2.1 Establishing Continuous Security as the Industry Standard

The Balancer v2 exploit illustrates why we’ve been advocating for a fundamental shift in how the industry approaches security. Since pioneering the practice of smart contract auditing in 2016, we’ve seen how the most successful security outcomes come from ongoing security partnerships that cover entire protocol codebases and all of their changes over time, rather than ad hoc code reviews of major upgrades, which are often limited in scope to only those changes.

When security researchers work with protocols continuously, they develop deep familiarity with the protocol’s architecture, engineering processes, and why specific design decisions were made. This deep understanding significantly lowers risks when compared to ad hoc audits.

Although the Balancer v2 codebase was reviewed by four independent audit firms, each firm was engaged to focus on different scopes of the protocol. Engaging multiple auditors helps reduce the chance of missing vulnerabilities, but maintaining at least one long-term security partner provides a deeper, continuous understanding of how the codebase evolves and how new changes interact with existing logic.

2.2 Building Better Security Frameworks

Through our decade of experience, OpenZeppelin has consistently worked to establish and elevate security standards across the industry. OpenZeppelin Contracts have become the de facto standard for building secure smart contracts, currently powering over $30 trillion in total value transferred across the ecosystem. Just as these contracts set the foundation for secure development, we have been actively working on efforts to establish more robust standards for security assessment and continuous protocol protection.

In addition to long-term relationships with our clients, we’re actively working to shape these standards at both the industry and regulatory levels.

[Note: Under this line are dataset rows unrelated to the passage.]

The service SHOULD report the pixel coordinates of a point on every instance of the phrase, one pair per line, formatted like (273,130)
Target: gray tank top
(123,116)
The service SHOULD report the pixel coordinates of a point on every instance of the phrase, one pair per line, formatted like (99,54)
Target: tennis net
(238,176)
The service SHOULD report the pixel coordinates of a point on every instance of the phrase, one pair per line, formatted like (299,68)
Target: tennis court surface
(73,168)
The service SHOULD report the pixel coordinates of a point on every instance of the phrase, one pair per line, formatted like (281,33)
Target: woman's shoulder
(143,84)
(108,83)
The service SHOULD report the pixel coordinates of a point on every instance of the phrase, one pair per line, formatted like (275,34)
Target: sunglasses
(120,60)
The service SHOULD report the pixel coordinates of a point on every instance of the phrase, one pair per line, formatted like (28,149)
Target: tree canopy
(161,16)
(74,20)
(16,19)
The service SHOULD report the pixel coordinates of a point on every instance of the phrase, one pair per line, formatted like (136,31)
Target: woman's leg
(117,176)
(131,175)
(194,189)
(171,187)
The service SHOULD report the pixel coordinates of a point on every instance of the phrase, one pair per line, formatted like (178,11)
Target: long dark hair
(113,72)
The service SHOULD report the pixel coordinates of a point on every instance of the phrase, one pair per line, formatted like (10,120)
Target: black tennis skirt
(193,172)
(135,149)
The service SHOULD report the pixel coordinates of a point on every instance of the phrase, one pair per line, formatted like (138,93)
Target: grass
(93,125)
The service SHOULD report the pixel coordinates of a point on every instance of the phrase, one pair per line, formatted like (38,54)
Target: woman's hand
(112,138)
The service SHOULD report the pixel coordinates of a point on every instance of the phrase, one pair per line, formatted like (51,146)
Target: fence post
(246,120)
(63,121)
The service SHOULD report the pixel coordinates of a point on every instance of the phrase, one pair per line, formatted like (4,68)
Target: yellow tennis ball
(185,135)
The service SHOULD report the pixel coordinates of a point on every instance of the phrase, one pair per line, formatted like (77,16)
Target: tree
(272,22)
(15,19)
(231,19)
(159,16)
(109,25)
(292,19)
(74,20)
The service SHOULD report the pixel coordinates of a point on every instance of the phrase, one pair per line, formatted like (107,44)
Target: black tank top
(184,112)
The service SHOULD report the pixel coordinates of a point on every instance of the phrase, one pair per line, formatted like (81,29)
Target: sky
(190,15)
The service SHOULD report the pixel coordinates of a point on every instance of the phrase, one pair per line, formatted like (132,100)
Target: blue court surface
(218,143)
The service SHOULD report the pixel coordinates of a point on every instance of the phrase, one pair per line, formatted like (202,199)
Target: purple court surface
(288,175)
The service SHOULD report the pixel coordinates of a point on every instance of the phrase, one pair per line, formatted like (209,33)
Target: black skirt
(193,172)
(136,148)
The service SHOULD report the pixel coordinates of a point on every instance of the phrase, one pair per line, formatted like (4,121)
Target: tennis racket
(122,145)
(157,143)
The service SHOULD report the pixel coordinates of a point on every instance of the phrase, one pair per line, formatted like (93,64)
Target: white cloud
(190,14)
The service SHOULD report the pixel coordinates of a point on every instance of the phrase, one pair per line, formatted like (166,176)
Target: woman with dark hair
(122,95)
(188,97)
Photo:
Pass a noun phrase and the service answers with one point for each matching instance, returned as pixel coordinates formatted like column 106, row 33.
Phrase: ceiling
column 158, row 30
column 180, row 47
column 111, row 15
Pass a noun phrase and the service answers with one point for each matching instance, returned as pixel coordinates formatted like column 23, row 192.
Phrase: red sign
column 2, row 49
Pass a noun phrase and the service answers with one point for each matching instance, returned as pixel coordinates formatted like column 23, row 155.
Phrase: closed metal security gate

For example, OpenZeppelin contributes to industry standard-setting bodies, like the Blockchain Security Standards Council, the Enterprise Ethereum Alliance, and the International Standards Organization (ISO), to ensure that the security best practices our team and community have helped pioneer are available to the whole industry.

We also engage with regulators and policymakers globally to ensure blockchain security best practices are promoted in relevant regulatory regimes. In particular, OpenZeppelin has engaged with the U.S. Department of Treasury, the U.S. Securities and Exchange Commission, the UK Financial Conduct Authority, and the French ACPR and AMF regarding the benefits of conducting comprehensive security audits on a regular basis. In addition, we have explored the potential to create a dedicated self-regulatory organization similar to auditors in other fields that we believe could help formalize security auditing standards and methodologies for blockchain technology, set quality and ethics requirements for auditors, and manage accreditation to certify qualified auditors, which could improve security outcomes and increase consumer confidence.

2.3 Strengthening the Blockchain Security Ecosystem Together

Every security incident provides valuable insights that drive improvement across our industry. The Balancer v2 exploit reinforces that as protocols become more valuable and sophisticated, it becomes critical for protocol teams to invest in ongoing security, as well as for auditing firms to build frameworks that support it. Together, we can create security practices that are as innovative and robust as the technology they protect.